Textual Entailment Specialized Data Sets
Textual Entailment Specialized Data Sets are the result of a feasibility study carried out jointly by FBK-Irst, CELCT and Bar-Ilan University, on the application of a methodology for the decomposition of complex Textual Entailment pairs into T-H monothematic pairs, i.e. pairs in which a certain linguistic phenomenon relevant to entailment is highlighted and isolated. The expected benefits of specialized data sets derive from the intuition that investigating the linguistic phenomena separately, i.e. decomposing the complexity of the TE problem, would yield an improvement in the development of specific strategies to cope with them.
The methodology for the creation of the monothematic pairs starts from an existing RTE pair and defines the following steps:
- identify the linguistic phenomena present in the original RTE pair
- apply an annotation procedure to isolate each phenomenon and create the related monothematic pair
- group together all the monothematic T-H pairs relative to the same linguistic phenomenon, hence creating specialized data sets
The methodology has been applied to a sample of 90 T-H pairs randomly extracted from the RTE-5 data set (30 entailment, 30 contradiction and 30 unknown examples), and linguistic phenomena underlying the entailment/contradiction/unknown relations in the pairs (both with fine grained and macro categories) have been annotated by two annotators with skills in linguistics. 203 monothematic pairs have been created from the 90 annotated pairs (157 entailment, 33 contradiction, and 13 unknown examples).
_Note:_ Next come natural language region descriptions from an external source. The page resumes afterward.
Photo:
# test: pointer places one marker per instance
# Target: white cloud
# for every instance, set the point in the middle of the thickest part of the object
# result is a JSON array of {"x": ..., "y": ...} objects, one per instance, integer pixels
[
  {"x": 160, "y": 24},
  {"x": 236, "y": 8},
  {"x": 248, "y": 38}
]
Such pilot data sets can be profitably used both to advance in the comprehension of the linguistic phenomena involved in the entailment judgments, and to make a first step toward the creation of large-scale specialized data sets.
Below you can find an example of the creation of monothematic pairs from original RTE pairs.
The data sets are freely available for research purposes. Here it is possible to download:
- 90 RTE-5 Test Set pairs annotated with linguistic phenomena (30 entailment, 30 contradiction and 30 unknown examples)
- 203 monothematic pairs (i.e. pairs where only one linguistic phenomenon is relevant to the entailment relation) created from the 90 annotated pairs (157 entailment, 33 contradiction, and 13 unknown examples)
For further information, please contact Elena Cabrio (cabrio[at]fbk.eu) and Danilo Giampiccolo (giampiccolo[at]celct.it).
Luisa Bentivogli, Elena Cabrio, Ido Dagan, Danilo Giampiccolo, Medea Lo Leggio, and Bernardo Magnini. 2010. Building Textual Entailment Specialized Data Sets: a Methodology for Isolating Linguistic Phenomena Relevant to Inference. Proceedings of the 7th International Conference on Language Resources and Evaluation (LREC) . Valletta, Malta. 19-21 May. [.pdf]
The table above shows the decomposition of an original entailment pair (pair 408 in RTE-5) into monothematic pairs. First of all, the linguistic phenomena (i.e. apposition, synonymy, verbalization and argument realization) that are considered relevant to the entailment between T and H are annotated on the original pair. Furthermore, the methodology is applied in order to create monothematic pairs for each phenomenon detected in the first phase.
As an example, we apply step by step the procedure to the phenomenon we define as argument realization. As the first step, the general entailment rule:
Pattern: x y ↔ y in x
Constraint: type(x) = temporal_expression
is instantiated (2007 Nobel Prize in Literature ↔ Nobel Prize in Literature in 2007), and the substitution in T is carried out ([...] Doris Lessing, recipient of the Nobel Prize (in Literature) in 2007 [...]). Then, the monothematic pair T-H1 is composed and marked as "argument realization" (macro-category "syntactic"). Finally, this pair is judged as entailment. As said before, all these steps are then repeated for all the phenomena individuated in that pair.
It can be the case that several phenomena are collapsed on the same token.
For instance, as shown in the Table above, a chain of two phenomena should be solved to match recipient of with won.
In such cases, in order to create a monothematic H for each phenomenon, the methodology is applied recursively. It means that after applying it once to the first phenomenon of the chain (therefore creating the pair T−Hi), it is applied again on Hi (that becomes T') to solve the second phenomenon of the chain (creating the pair T'-Hj); more specifically, in the Table above the methodology is first applied on T for the verbalization (T-H3) and then, it is recursively applied on H3 (that becomes T') to solve the synonymy (T'- H4).
More details on the methodology and other examples of its application can be found in the reference paper (Bentivogli et al. 2010).